Stay in each pose above for at least five breaths. Repeat this sequence a few times.
Bedtime Yoga Poses for Anxiety
“Routines give us predictability and structure. The National Institute of Health suggests that teenagers need 8-10 hours of sleep per night and younger kids need even more,” says Alyson Nerenberg, Licensed Clinical Psychologist and author of No Perfect Love: Shattering the Illusion of Flawless Relationships.
“Make sure that you are getting enough sleep so that the transition back to school will be easier for you. Also, eat well with regularly scheduled meals and healthy snacks that energize you and make sure to participate in regular exercise so that you have a healthy stress outlet,” she says.
Indeed, bringing yoga into a child’s nighttime routine is a beautiful way to bring peace to the end of the day. It also helps kids unwind and sleep better, which is very crucial for little minds.
Here are some great nighttime yoga poses for kids.
1. Butterfly pose
A simple butterfly pose can be very soothing after a long day. Flap the butterfly wings (your legs) slowly and relax with your child.
2. Build a bridge
Laying on your back, have fun with this very relaxing pose. Lift your hips and back up while keeping your feet, head and shoulders on the ground.
3. Happy baby
This is another relaxing pose to help unwind after a long day. Be silly with your child in this pose. Lay on your back and reach for your big toes with both hands. Slightly bend the knees and rock side to side.

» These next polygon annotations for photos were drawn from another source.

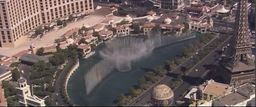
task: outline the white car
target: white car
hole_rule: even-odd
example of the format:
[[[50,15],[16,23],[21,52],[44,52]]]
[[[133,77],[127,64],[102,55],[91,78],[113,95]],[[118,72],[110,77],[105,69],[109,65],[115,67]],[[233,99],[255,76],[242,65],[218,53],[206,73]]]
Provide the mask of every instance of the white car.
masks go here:
[[[21,70],[21,74],[23,75],[24,74],[24,71]]]

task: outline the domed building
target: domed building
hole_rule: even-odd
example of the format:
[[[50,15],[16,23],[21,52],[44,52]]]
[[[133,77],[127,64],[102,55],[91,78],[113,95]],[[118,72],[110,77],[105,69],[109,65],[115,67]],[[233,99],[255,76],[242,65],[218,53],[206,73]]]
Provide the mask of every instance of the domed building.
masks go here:
[[[171,19],[170,19],[169,17],[167,17],[164,20],[164,23],[165,24],[170,24],[171,22],[172,22],[172,20],[171,20]]]
[[[151,15],[149,15],[148,16],[148,17],[147,17],[147,18],[146,18],[146,20],[147,21],[147,22],[151,22],[152,21],[152,20],[154,20],[154,18],[151,16]]]
[[[125,21],[127,23],[131,23],[132,22],[132,18],[129,15],[127,15],[125,18],[124,18],[123,21]]]
[[[158,85],[154,88],[151,98],[154,106],[171,106],[173,102],[173,92],[165,85]]]

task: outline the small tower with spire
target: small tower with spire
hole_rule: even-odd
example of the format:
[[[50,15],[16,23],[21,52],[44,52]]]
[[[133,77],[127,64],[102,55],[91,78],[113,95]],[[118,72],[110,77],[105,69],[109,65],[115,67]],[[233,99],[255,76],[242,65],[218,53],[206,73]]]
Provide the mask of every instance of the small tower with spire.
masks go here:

Meditation to Ease Anxiety
Simple mindful meditation practice is a great way to relax after a stressful day. Here are two of our favorite meditation techniques that are easy to practice with children.
Have your child sit in an easy pose. With eyes closed, have them imagine a beautiful rainbow on top of their heads. They can paint the colors of the rainbow by bringing their palms up and down.
Body scan meditation
This is a great way to bring awareness to the body and release some of the hidden tension. Have your child lay on their back and close their eyes. Starting from the toes and moving upwards, prompt your child to soften each and every part of their body, one area at a time.
Yoga Helps Back-to-School Anxiety!
Anjana Chennagiri is a Pretzel Kids teacher and blog contributor.
Every child can benefit from adding a little yoga practice into their daily lives.
We hope you will use the tips in this article to manage and cope with your child’s emotions, as well as navigate the school year with ease and confidence.